From the conclusion of the paper:

...Despite their limitations, AlphaFold predictions are already changing the way that hypotheses about protein structures are generated and tested1,2,5,6. Indeed, even though not all parts of AlphaFold predictions are accurate, they provide plausible hypotheses that can suggest mechanisms of action and allow designing of experiments with specific expected outcomes. Using these predictions as starting hypotheses can also greatly accelerate the process of experimental structure determination27,34,35. AlphaFold predictions often have very good stereochemical characteristics, making them excellent hypotheses for local structural features. For example, for the 102 structures analyzed here, the mean percentage of residues with ‘favored’ Ramachandran configurations was 98%, greater than that of the corresponding deposited models (97%), and the mean percentage of side-chain conformations classified as outliers was just 0.2%, compared with 1.5% for deposited models31. Such AlphaFold predictions with highly plausible geometry could be used in later stages of experimental structure determination as potential conformations for segments of structure that are not fully clear in experimental density maps...

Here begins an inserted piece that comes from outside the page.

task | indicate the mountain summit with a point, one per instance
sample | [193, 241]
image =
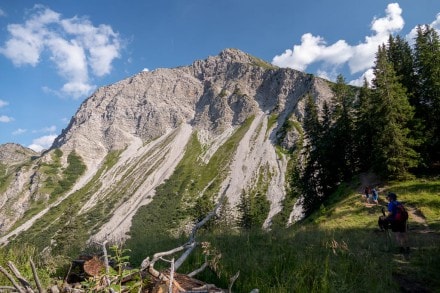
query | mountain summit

To me, this doesn't read like a dismissal of Alphafold, but rather a wise cautionary suggestion as to how it should be used.

Of course, in the history of science, there have been many calculations that proved to not hold up to experimental data. Experiment always prevails over theory, or should anyway. One should always check results against theory, and in fact, that is what automated machine learning does, compares data with theory to determine whether theory holds, and adjusts the theory accordingly, but yes, the output of this process needs human review.

None of this means that there is something corrupt or illegitimate with data centers. My remark about my son's work was intended not to be "right" or "wrong," but rather to suggest that we ought to be careful with how we judge technologies. Sure there are kids who produce term papers on ChatGPT. That doesn't mean that ChatGPT is evil. I have an assistant, not a scientist, who brings me text from it regularly, with my knowledge. It often fails the Turing test, but recognizing that it fails the Turing test often, it can help unblock writer's block. We never use it directly in our reports, but it suggests, not defines, a path.